Try to predict what will return the following expressions, without looking at the answers a little bit below:

  1. //a[@rel='bookmark'][contains(text(),'Online')]
  2. //div[contains(@class,'content-area')]//a[contains(@href,'online') and contains(text(),'Awesome')]
  3. //header[.//descendant::a[contains(text(),'Highlights') or contains(text(),'Awesome')]]
  4. //article[(contains(@class,'type-post') and contains(@class,'tag-conferences')) or not(contains(@class,'category-resources'))]

Answers:

  1. Returns an anchor element that has attribute rel that equals bookmark AND contains text Online.
  2. The result is an anchor element that has parent div with partial class content-area AND contains partial href online and contains text Awesome.
  3. Returns header element that has descendant anchor element with either text Highlights or Awesome.
  4. As a result 7 article elements are returned that meet the three class predicates – two positive and one negative.

Test XPath Expressions

You can use browser developer console, browser plugin or online resources to test your XPath expressions.
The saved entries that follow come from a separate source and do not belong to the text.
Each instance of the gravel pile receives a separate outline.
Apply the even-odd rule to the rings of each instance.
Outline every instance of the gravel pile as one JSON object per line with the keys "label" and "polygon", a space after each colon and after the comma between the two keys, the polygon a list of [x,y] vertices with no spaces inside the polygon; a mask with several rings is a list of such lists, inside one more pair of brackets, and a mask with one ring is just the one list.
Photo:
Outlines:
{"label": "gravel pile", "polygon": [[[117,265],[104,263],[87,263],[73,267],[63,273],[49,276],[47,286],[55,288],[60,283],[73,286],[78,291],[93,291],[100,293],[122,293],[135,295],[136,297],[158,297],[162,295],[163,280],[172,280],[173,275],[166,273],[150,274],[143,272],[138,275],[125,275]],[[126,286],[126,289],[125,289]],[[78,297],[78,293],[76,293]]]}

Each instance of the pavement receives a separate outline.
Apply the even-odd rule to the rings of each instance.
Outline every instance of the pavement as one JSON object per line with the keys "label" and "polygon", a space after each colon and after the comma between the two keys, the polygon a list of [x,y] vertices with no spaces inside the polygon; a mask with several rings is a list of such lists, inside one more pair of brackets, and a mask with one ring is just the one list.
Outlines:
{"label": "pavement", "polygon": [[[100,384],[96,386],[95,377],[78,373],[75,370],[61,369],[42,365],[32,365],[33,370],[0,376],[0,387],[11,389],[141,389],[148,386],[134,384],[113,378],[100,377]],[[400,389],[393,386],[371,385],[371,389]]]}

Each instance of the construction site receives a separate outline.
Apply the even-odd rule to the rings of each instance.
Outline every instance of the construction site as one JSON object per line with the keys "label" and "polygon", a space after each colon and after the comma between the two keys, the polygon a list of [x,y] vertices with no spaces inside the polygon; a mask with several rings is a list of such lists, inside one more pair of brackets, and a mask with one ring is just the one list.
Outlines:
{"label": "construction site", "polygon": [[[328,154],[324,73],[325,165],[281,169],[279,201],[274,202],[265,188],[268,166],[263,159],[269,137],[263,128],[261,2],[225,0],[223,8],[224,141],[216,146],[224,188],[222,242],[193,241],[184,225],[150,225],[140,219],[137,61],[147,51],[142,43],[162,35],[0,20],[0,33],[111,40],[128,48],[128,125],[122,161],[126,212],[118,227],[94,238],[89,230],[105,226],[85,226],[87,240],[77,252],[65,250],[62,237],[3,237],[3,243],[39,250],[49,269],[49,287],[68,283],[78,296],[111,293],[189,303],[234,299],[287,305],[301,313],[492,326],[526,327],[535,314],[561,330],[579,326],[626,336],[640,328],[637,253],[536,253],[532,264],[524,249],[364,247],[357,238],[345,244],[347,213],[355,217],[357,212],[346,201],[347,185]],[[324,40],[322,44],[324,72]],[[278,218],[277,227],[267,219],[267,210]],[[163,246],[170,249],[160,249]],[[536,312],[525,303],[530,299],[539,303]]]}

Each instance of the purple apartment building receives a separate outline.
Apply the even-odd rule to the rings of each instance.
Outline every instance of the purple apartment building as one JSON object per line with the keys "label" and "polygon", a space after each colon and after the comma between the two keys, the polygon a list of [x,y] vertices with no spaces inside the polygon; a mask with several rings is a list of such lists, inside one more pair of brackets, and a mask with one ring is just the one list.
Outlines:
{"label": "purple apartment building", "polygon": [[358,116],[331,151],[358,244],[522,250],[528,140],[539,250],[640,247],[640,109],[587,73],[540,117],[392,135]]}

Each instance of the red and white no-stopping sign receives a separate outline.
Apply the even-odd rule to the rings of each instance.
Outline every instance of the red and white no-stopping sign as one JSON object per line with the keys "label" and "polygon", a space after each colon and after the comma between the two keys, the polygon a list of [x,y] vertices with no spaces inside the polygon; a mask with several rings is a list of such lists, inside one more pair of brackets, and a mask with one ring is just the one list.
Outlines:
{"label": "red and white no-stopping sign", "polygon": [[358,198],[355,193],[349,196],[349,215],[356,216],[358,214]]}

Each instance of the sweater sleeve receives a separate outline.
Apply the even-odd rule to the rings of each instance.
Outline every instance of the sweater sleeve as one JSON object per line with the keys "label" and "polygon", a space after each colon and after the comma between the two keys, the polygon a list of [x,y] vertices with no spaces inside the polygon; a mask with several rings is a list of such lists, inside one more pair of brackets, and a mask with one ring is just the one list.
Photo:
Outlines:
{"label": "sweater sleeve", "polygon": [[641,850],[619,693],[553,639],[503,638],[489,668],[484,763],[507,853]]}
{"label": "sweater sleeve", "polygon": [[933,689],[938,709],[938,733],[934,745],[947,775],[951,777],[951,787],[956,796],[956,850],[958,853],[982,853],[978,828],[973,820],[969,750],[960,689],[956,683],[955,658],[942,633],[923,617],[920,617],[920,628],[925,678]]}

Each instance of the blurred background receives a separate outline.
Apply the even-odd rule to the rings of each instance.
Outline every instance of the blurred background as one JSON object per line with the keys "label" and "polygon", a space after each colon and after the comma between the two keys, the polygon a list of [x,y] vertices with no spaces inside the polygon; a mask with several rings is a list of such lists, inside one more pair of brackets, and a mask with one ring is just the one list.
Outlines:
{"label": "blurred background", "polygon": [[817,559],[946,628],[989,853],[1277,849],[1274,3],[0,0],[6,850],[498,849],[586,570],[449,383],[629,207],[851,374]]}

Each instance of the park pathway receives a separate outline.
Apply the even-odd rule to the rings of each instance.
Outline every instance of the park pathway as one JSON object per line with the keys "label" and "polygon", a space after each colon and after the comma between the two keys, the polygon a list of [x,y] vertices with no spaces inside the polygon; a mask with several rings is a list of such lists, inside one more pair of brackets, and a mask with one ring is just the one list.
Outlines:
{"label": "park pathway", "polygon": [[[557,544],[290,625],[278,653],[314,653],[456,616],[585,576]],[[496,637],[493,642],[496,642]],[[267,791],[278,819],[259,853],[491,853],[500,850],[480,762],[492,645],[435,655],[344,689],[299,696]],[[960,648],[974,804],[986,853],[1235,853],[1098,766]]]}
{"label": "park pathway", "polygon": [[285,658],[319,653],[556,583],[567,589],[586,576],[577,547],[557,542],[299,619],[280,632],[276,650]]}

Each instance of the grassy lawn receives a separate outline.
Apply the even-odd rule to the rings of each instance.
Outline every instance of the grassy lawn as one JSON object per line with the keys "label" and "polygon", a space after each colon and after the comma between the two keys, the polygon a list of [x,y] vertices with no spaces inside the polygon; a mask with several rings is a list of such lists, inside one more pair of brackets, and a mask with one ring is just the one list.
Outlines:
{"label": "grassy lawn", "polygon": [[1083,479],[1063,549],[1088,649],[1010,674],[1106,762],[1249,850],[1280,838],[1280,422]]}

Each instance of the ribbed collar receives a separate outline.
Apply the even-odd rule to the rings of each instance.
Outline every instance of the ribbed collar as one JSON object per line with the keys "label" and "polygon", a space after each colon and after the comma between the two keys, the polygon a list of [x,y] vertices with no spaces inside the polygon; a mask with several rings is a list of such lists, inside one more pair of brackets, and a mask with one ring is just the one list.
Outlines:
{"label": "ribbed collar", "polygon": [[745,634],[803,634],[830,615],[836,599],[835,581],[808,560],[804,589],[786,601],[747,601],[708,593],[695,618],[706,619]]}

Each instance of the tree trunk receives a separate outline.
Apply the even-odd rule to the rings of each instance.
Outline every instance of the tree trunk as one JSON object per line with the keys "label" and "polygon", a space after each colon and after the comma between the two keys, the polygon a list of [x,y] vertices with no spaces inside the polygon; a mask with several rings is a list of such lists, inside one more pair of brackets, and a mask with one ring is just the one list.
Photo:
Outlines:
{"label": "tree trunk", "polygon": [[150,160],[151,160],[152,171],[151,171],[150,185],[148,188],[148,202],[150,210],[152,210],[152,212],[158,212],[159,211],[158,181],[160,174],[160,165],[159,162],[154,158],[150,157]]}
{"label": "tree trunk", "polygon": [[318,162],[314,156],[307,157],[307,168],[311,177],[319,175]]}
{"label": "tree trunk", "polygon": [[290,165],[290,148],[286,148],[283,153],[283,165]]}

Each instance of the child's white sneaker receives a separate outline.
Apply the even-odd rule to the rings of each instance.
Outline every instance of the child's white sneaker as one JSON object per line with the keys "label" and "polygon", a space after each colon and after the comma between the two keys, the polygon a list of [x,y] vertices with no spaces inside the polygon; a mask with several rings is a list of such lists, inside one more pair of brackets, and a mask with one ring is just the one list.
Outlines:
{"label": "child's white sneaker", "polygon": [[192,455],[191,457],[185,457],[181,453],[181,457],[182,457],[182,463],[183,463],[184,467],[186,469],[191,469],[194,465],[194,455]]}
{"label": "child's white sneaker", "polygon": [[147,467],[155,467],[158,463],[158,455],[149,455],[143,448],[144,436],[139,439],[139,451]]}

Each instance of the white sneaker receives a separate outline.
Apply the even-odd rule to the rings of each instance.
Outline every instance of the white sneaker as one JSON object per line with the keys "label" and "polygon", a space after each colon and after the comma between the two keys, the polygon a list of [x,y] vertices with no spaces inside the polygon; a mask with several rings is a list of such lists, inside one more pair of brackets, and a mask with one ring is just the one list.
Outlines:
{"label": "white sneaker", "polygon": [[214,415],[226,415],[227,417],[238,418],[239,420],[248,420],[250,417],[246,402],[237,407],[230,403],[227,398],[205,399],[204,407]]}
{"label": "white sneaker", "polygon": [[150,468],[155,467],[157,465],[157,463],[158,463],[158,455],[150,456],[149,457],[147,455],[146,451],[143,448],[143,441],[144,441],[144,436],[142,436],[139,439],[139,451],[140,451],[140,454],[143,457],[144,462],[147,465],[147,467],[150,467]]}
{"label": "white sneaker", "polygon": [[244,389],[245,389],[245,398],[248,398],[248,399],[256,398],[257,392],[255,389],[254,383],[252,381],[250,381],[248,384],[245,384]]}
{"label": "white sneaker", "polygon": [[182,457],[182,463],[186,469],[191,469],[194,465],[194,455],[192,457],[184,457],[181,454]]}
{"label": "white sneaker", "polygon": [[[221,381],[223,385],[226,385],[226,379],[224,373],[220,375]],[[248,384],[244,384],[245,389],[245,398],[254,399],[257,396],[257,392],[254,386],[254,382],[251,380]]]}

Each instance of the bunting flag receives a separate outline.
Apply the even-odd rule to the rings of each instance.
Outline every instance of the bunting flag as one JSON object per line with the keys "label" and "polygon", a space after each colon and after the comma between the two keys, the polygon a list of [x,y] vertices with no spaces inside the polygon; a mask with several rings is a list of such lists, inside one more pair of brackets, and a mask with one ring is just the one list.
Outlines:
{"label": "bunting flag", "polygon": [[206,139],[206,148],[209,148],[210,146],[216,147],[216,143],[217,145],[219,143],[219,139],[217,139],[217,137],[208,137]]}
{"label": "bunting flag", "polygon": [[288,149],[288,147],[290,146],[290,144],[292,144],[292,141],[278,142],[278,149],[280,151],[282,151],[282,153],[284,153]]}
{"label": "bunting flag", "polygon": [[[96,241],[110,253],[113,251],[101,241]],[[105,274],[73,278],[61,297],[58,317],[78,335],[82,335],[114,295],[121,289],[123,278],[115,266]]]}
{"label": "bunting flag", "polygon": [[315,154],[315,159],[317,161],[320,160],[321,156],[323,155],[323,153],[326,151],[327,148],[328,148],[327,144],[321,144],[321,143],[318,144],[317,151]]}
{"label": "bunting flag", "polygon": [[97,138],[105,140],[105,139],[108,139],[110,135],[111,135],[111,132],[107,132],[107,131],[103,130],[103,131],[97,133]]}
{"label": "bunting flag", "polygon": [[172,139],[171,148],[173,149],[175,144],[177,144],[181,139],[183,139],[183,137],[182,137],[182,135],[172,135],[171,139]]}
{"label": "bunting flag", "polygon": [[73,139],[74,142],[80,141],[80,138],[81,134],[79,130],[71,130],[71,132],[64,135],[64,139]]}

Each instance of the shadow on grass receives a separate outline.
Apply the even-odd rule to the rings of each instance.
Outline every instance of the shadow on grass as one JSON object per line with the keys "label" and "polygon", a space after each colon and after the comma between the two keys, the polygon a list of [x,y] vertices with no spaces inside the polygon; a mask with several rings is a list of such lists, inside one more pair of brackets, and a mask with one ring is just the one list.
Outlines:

Most of the time I test XPath expressions in the Chrome developer console. In order to do this, follow the steps:

  1. Open in Chrome the page used in this article for testing expressions https://qamag.net/wp-content/uploads/2017/12/XPath-Test-Page.html  or any other page you want to test with.
  2. Press F12.
  3. Ensure you are at Elements Tab (It is shown by Default).
  4. Press Ctrl+F.
  5. Enter or paste your expression in the input that appears, and if there is a match, the first element that is matched will be colored in yellow.

Test XPath Expression Chrome Dev Console

Relative XPath Helper and XPath Helper are useful and easy to use Chrome extensions for testing and generating of XPath expressions with simple mouse clicks.

You can also test online expressions on https://scrapinghub.github.io/xpath-playground/ or on https://www.freeformatter.com/xpath-tester.html.

Summary

XPath expressions add flexibility in locating elements. Usually there is more than one expression, that is readable, flexible and identifies uniquely an element. We need this in order to have stable and easy to maintain automation tests.